Digital sales up 10% year-over-year in July - Superdata
Pokemon Go, Overwatch powering a strong summer for game industry; Clash Royale cannibalizing Clash of Clans
The games industry has had a better-than-expected summer, at least when it comes to digital distribution. Superdata released its monthly worldwide digital game sales numbers today, with July seeing $5.9 billion spent on digital games, a 10 percent jump year-over-year.
Superdata CEO Joost van Dreunen attributed the industry's performance to a number of recent titles exceeding expectations, including The Division, Overwatch, and Pokemon Go, which he noted had the most successful mobile launch in history. On a category basis, the biggest gains for the month were posted by mobile games (16%), digital console games (11%), and the free-to-play PC category (11%), while social gaming, PC DLC, and pay-to-play MMOs all saw declining revenues.
The success of Pokemon Go has been well documented, but van Dreunen also underscored how it has boosted the performance of Nintendo's traditional businesses.
"3DS unit sales rose by over 50% year-over-year, an astonishing feat for underpowered hardware nearing the end of its lifespan," van Dreunen said. "Furthermore, sales of 3DS games boomed.

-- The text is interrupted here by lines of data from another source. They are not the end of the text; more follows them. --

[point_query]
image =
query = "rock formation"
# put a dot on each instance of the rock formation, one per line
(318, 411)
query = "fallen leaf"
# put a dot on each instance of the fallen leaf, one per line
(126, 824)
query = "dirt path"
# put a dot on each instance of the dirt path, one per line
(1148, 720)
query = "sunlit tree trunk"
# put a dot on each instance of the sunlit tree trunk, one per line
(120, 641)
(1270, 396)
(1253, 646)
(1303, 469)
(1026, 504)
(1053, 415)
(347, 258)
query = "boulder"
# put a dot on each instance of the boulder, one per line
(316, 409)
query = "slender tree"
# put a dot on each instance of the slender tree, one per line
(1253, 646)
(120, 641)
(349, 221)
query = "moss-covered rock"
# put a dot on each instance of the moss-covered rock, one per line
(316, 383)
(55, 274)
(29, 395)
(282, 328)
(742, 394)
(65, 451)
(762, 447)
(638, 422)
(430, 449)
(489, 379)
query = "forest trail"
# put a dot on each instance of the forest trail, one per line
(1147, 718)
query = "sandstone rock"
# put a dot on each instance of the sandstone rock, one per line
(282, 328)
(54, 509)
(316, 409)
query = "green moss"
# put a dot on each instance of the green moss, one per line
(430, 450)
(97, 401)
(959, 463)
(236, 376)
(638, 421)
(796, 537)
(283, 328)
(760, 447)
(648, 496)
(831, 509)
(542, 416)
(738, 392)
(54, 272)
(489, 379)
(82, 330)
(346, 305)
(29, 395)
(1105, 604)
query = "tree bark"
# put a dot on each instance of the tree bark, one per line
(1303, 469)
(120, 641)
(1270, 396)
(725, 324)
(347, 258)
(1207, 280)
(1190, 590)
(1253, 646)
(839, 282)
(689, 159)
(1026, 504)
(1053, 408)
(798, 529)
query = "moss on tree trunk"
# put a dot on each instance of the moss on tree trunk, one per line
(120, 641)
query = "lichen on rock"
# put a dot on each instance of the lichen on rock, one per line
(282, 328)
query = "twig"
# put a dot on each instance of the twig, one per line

Combined sales of Pokemon Omega Red and Alpha Sapphire and Pokemon X and Y (2015 and 2013 releases) nearly doubled. Pokemon Go is the only factor that can explain jumps in sales of this magnitude. We are optimistic that mobile spin-offs for Fire Emblem and Animal Crossing will have a positive impact on Nintendo's ecosystem."
Not all mobile hits are proving so beneficial to their predecessors. According to van Dreunen, Supercell has another undisputed hit with Clash Royale, but the game's success is coming at the expense of Clash of Clans.
"Clash of Clans revenue initially tumbled 23% from March to April while Clash Royale experienced a similar drop in the same period," van Dreunen said. "The downward trend has continued, with total revenue for the two titles falling 16% from May to June and 12% from June to July. Despite Clash Royale's initial success, aggregate revenue for the Clash franchise has seen little growth overall."
Contrasting that, Machine Zone's follow-up to Game of War, the modern military-themed Mobile Strike, has surpassed its predecessor and was the third highest grossing mobile game in July. That money isn't just Game of War players who are now spending on Mobile Strike instead; van Dreunen noted that both games have been growing their revenues.
"Supercell played it safe by piggybacking off the success of the Clash of Clans franchise," van Dreunen said. "From day one, Clash Royale could draw from a player base already familiar with its theme. However, Clash Royale ended up cannibalizing a significant number of Clash of Clans players without expanding Supercell's larger user-base. In contrast, by re-skinning an old game with a brand new IP, Machine Zone risked Mobile Strike's immediate success in exchange for long-term benefits. Launching a new mobile IP is inherently riskier than leaning on an old one, but is ultimately more sustainable when trying to establish a diverse mobile portfolio."